Никакой другой тропинки от него не шло. Все же я прошла немного по шоссе, но дальше было с него просто не сойти из-за канавы, заполненной ржавой вонючей водой. Тогда я пошла в другую сторону и увидела неподалеку стеклянный павильончик продовольственного магазина.

В таких магазинчиках обычно все знают, а уж про старый дом мне наверняка скажут… Хотя что они могут сказать, если дома нет?

Здравый смысл и элементарная осторожность подсказывали мне, что нужно проститься с очками и сесть на обратный автобус, но я не прислушалась и вошла в магазин.

За прилавком стояла монументальная продавщица. Все у нее было крупное, и всего было много: нос картофелиной, глаза как блюдца, да еще подведенные до висков, брови как две черные гусеницы, губы щедро намазаны красной помадой, волосы стояли как наэлектризованные.

Перед ней суетился хлипкий старичок в старомодной потертой шляпе.

– Зинаида Павловна, – говорил он, заметно шепелявя, – это ведь нехорошо, когда такая интересная женщина, как, например, вы, живет одна. Женщине непременно нужен спутник жизни.

– Леонид Парфенович, – отвечала ему продавщица усталым голосом, – я с вами, может быть, и согласна, да где же его взять, спутника?

– А вы, Зинаида Павловна, оглядитесь по сторонам, может быть, и увидите.

Продавщица послушно огляделась, даже заглянула под прилавок, потом пожала мощными плечами:

– Сколько ни оглядываюсь, ничего подходящего не вижу!

– А вы, Зинаида Павловна, лучше приглядитесь! Может быть, он как раз совсем близко. – И старичок приосанился, поправил шляпу и многозначительно посмотрел на продавщицу.

Я подошла к прилавку и деликатно проговорила:

– Можно у вас спросить…

– Девушка, – строго произнесла продавщица, – вы видите, что я обслуживаю человека в порядке живой очереди? Вот обслужу, тогда и спрашивайте!

В это время дверь павильона снова распахнулась, и в него ввалилась раскрасневшаяся тетка в розовом спортивном костюме.

– Зин! – выпалила она с порога. – Отпусти мне срочно чего-нибудь холодного, а то я прям сейчас лопну.

– Холо-одного? – с интересом переспросила продавщица. – Никак ты опять с Анатолием поссорилась?

– Да ты чего, Зин? – фыркнула розовая особа. – При чем тут Анатолий, когда он сегодня на сутках?
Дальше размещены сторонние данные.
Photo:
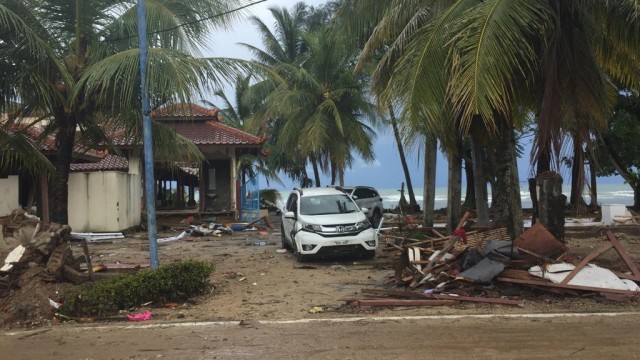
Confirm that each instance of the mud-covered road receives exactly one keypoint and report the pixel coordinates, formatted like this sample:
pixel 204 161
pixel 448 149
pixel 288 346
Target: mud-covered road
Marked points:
pixel 517 336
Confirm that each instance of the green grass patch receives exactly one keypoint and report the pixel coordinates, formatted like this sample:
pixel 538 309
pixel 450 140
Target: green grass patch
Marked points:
pixel 169 283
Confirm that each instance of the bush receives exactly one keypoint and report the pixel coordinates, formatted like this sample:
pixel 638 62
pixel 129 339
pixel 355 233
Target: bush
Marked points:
pixel 174 282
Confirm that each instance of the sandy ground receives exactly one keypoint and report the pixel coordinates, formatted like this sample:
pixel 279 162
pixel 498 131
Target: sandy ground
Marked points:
pixel 577 337
pixel 259 283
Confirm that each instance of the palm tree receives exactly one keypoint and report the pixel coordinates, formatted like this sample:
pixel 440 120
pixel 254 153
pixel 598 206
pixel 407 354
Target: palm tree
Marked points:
pixel 488 58
pixel 311 97
pixel 76 63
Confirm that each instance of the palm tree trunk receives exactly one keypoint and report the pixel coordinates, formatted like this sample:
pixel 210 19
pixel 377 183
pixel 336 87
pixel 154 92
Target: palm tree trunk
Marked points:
pixel 593 178
pixel 454 188
pixel 429 187
pixel 631 179
pixel 507 186
pixel 470 194
pixel 413 204
pixel 65 139
pixel 316 171
pixel 577 177
pixel 479 178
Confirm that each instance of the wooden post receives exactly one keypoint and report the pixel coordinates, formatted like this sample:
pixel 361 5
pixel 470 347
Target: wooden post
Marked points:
pixel 44 199
pixel 551 203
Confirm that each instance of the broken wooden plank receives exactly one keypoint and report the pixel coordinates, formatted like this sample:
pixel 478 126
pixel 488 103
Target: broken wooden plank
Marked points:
pixel 539 240
pixel 87 258
pixel 402 302
pixel 623 254
pixel 415 295
pixel 570 287
pixel 538 256
pixel 585 261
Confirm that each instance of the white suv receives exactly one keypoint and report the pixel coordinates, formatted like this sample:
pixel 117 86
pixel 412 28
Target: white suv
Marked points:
pixel 326 222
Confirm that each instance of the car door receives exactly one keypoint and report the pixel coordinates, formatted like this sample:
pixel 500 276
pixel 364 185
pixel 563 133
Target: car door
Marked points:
pixel 288 223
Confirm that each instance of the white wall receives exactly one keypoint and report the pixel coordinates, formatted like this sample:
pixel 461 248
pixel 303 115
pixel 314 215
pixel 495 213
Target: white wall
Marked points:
pixel 104 201
pixel 9 199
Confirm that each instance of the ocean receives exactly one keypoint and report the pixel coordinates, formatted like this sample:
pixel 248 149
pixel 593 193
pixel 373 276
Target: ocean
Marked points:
pixel 607 194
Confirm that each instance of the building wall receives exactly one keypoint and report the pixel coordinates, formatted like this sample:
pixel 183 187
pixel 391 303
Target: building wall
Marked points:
pixel 104 201
pixel 9 194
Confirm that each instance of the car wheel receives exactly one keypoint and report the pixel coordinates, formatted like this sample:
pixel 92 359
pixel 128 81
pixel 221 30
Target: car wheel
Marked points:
pixel 296 253
pixel 285 244
pixel 375 219
pixel 369 254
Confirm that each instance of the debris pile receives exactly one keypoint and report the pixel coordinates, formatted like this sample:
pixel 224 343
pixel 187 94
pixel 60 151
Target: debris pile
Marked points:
pixel 31 252
pixel 487 267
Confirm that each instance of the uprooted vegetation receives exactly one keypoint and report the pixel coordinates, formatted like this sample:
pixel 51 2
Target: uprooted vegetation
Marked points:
pixel 174 282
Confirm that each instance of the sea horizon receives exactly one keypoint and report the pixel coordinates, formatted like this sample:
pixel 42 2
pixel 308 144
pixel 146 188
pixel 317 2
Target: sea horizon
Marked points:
pixel 608 194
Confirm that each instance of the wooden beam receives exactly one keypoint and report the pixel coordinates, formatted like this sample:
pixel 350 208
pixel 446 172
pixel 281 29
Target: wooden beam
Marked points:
pixel 623 254
pixel 87 258
pixel 603 249
pixel 570 287
pixel 44 199
pixel 543 258
pixel 416 295
pixel 402 302
pixel 463 220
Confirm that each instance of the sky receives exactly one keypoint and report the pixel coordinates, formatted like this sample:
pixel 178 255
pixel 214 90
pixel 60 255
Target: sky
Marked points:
pixel 383 173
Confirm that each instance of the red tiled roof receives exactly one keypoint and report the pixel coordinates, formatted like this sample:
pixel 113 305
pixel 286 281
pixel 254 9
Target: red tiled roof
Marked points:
pixel 108 163
pixel 214 133
pixel 185 111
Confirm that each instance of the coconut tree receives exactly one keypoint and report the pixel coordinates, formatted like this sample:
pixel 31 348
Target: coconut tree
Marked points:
pixel 76 64
pixel 493 57
pixel 326 113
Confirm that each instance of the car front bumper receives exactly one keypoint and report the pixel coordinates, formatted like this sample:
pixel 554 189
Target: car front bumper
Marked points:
pixel 310 243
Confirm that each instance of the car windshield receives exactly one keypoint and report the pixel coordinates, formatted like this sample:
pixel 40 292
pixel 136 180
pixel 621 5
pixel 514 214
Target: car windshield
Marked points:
pixel 327 204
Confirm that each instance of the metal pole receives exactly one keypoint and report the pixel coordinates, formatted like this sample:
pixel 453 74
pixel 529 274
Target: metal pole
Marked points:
pixel 149 181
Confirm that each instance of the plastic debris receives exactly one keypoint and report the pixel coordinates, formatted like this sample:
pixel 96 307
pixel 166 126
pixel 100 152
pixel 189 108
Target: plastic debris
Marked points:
pixel 140 317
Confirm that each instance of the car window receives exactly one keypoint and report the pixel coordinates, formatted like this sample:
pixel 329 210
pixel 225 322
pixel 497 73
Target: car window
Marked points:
pixel 292 203
pixel 363 193
pixel 326 205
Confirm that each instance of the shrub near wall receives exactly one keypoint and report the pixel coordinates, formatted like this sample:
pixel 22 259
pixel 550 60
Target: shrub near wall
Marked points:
pixel 169 283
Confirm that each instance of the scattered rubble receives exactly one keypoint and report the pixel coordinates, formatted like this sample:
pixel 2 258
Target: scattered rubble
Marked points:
pixel 431 269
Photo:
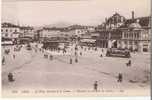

– А тогда что с тобой такое случилось?

– Ох, и не спрашивай!

– Ну, если ты не хочешь, не буду… а все ж таки, что с тобой такое стряслось?

– Представляешь, моя Мальвинка гулять запросилась не в свое время. Видно, съела что-то не то. Она вечно ест что ни попадя… уж как я ее ругаю и поводком шлепаю, а все норовит какую-то дрянь сожрать. Вот на той неделе…

– Ты, Татьяна, не отвлекайся на постороннее! – одернула ее продавщица. – Ты хотела рассказать, что с тобой случилось, а сама на собаку свою перекинулась…

– Ничего не перекинулась, а если и перекинулась, значит, так надо! И собака моя нисколько не посторонняя, а самая что ни на есть близкая. В общем, вывела я Мальвинку гулять, а она, вместо того чтобы свои дела по-быстрому сделать, потащила меня к тому пустырю, который возле старого дома Клавдии Васильевны… ну, который сгорел двадцать лет назад, после поминок…

– Опять ты отвлекаешься! А меня, между прочим, люди ждут в порядке живой очереди! – И продавщица покосилась на меня.

Я попыталась воспользоваться ее вниманием и задать свой вопрос, но тетка оттеснила меня от прилавка.

– Ничего не отвлекаюсь! – возразила она продавщице. – Ничего не отвлекаюсь, а как раз подхожу к самому что ни на есть главному. Значит, я ее тащу к дому, а она меня – к пустырю, а моя Мальвинка, когда захочет, может слона пересилить. В общем, затащила она меня к тому пустырю, я смотрю – там машина стоит.